I do not mean, however, to assert the contrary of this proposition—namely, that the validity of Freud’s theory has been proved in the case of war neuroses, as I should maintain it has been in the case of peace neuroses. I simply hold that the matter is at present _sub judice_, and must remain so until sufficiently extensive investigations shall have settled the question one way or the other. It so happens that the traumatic neuroses are the field in psychopathology that has hitherto been the least explored by psycho-analysis even in peace time, while the opportunity of psycho-analytic investigation of the war neuroses has, in this country at least, been so meagre that the time is not ripe for any generalisation on the subject. Personally I have examined a considerable number of cases in the cursory way that is usual in hospital work, but I have been able to make an intensive study in only some half-dozen cases, and I do not know of any other cases that have been investigated by the psycho-analytic method. In spite of this paucity of material, a feature inherent in intensive work, the critic of psycho-analysis may legitimately demand of the analyst, who advances considerable pretensions in regard to understanding the pathology of neurotic affections in general, that he should be able to formulate some tentative conception of the relation between the phenomena commonly observed in the war neuroses and the psycho-analytical theory. In the following remarks an attempt will be made to meet this demand, although, as has just been explained, there can be no question of solving the numerous and as yet unstudied problems raised by the observations made in connection with war shock.

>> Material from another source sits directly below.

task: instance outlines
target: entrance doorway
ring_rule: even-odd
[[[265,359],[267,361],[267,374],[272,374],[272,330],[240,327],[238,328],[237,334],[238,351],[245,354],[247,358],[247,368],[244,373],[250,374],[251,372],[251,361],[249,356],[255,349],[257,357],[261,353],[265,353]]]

It is desirable in the first place to clear away some general misconceptions on the subject. The task of assimilating our new experiences in connection with the war with any previously held theory of neurotic affections has undoubtedly been rendered more difficult by the attitude of those workers whose interest in such problems is of contemporary origin. They lay much too much emphasis on the newer and perhaps more sensational aspects of the phenomena observed, instead of trying to correlate the more familiar and better understood ones. This attitude has been so pronounced with some writers that one might almost imagine that before the war there had never been such calamities as wrecks, earthquakes, and railway accidents, and that men had never been tried to the limit of their endurance with privation, fatigue, and danger, while familiar symptoms like hysterical blindness and paralysis are thought worthy of detailed description and are treated almost as novelties in psychological medicine. So far as I know, however, although some symptoms—e.g., dread of shells—assume a form that is coloured by war experiences, no symptom, and hardly any grouping of symptoms, occurs in war neuroses that is not to be met with in the neuroses of peace, a fact which in itself would suggest that fundamentally very similar agents must be at work to produce the neurosis in both cases.